En conflit avec leur famille respective, malades et aux prises avec de graves problèmes financiers... La vie de Cathie Gauthier et de son mari, Marc Laliberté, se résume à une «longue série d'échecs» qui les ont menés «au fond du gouffre».

C'est ainsi que Marc Laliberté décrit son «histoire de vie» dans la lettre que la police a découverte à la résidence familiale, au lendemain du drame survenu le 31 décembre dernier à Chicoutimi.

 

Hier, à l'ouverture du procès de Cathie Gauthier, la Couronne a produit en preuve une série de documents datés du jour de la tragédie et signés par le couple ou seulement par M. Laliberté, dont cette «histoire de vie». La mère de famille de 35 ans est accusée du meurtre prémédité de ses trois enfants âgés de 4 à 12 ans. Elle est la seule survivante du drame qui a aussi coûté la vie à son mari.

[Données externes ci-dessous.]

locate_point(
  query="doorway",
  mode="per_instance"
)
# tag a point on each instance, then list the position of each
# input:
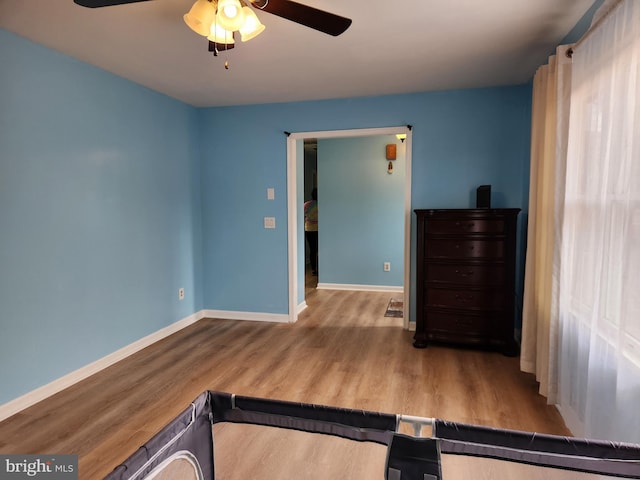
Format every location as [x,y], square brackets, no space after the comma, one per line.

Gaétan Ringuette, technicien en scènes de crime de la Sûreté du Québec, a lu les documents au jury. Au moment de cette lecture, assise derrière une vitre au banc des accusés, Cathie Gauthier, l'air frêle, a fondu en larmes.

Marc Laliberté, originaire du Saguenay, y raconte être issu «d'une famille très peu familiale» qui n'a jamais été là lorsqu'il aurait eu besoin d'elle. Lorsqu'il a rencontré Cathie Gauthier, il avait d'une union précédente trois enfants dont il avait perdu la garde. À l'automne 2000, tous deux logeaient dans le même hôtel de Dolbeau quand ils se sont parlé pour la première fois, «à la salle de lavage». Il décrit cette rencontre comme le plus beau moment de sa vie.

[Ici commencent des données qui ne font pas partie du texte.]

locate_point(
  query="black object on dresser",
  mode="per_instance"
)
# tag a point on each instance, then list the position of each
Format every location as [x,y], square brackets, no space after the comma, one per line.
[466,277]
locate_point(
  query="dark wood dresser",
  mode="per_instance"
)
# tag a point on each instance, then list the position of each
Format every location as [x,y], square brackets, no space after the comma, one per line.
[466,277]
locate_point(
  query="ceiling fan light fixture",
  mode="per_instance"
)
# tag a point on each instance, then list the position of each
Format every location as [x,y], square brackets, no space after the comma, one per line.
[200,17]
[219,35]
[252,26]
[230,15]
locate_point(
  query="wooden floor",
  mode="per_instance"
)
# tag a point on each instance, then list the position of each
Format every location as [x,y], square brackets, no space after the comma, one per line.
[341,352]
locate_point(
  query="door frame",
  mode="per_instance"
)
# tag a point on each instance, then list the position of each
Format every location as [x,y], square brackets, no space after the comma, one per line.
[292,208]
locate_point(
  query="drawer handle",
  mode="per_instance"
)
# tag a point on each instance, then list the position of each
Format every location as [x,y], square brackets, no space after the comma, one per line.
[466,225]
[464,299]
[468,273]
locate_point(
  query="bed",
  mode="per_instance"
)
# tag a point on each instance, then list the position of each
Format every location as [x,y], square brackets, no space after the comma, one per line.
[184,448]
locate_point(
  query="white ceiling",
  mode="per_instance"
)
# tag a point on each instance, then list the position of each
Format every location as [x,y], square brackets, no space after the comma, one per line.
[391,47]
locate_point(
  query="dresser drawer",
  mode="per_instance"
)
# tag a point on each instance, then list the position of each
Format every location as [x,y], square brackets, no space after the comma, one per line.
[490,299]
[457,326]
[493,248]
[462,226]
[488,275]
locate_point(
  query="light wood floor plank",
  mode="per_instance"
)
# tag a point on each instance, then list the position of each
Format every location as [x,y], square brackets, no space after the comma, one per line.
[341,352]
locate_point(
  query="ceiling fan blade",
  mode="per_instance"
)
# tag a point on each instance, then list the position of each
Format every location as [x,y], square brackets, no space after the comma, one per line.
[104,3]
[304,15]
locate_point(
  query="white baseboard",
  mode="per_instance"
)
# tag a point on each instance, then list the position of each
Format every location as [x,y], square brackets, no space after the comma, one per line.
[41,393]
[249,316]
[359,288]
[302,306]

Cathie Gauthier, elle, est originaire de Chibougamau. Son père est mort avant sa naissance et sa mère, dépressive, a été hospitalisée pour recevoir des soins psychiatriques. La petite a vite été confiée à une famille adoptive. «Cathie a passé toute son enfance à se faire dire qu'elle était comme sa mère biologique et qu'elle allait finir comme elle», écrit Marc Laliberté dans sa lettre.

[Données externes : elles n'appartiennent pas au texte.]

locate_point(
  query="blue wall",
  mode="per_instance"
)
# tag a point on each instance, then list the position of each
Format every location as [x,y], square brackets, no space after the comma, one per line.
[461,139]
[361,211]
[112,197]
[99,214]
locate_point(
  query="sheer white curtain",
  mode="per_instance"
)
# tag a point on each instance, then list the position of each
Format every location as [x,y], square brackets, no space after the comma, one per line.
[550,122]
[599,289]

Au moment où le couple s'est rencontré, Cathie Gauthier avait déjà un enfant: Joëlle, 4 ans. Le Directeur de la protection de la jeunesse (DPJ) est intervenu, mais Mme Gauthier en a conservé la garde. Ce serait la famille adoptive de Cathie qui a dénoncé cette dernière à la DPJ, selon la lettre.

Gaspé, Amos, Chicoutimi

La famille reconstituée a brièvement vécu à Gaspé, où Cathie Gauthier a donné naissance à Marc-Ange, pour ensuite déménager à Amos. Ils y vivront pendant six ans. À l'automne 2003, alors que sa femme est enceinte du petit dernier, Louis-Philippe, M. Laliberté fait un infarctus. Un an plus tôt, il avait perdu son emploi. Le couple n'a pas d'assurance. «C'est là que tous nos problèmes financiers débutent», écrit-il.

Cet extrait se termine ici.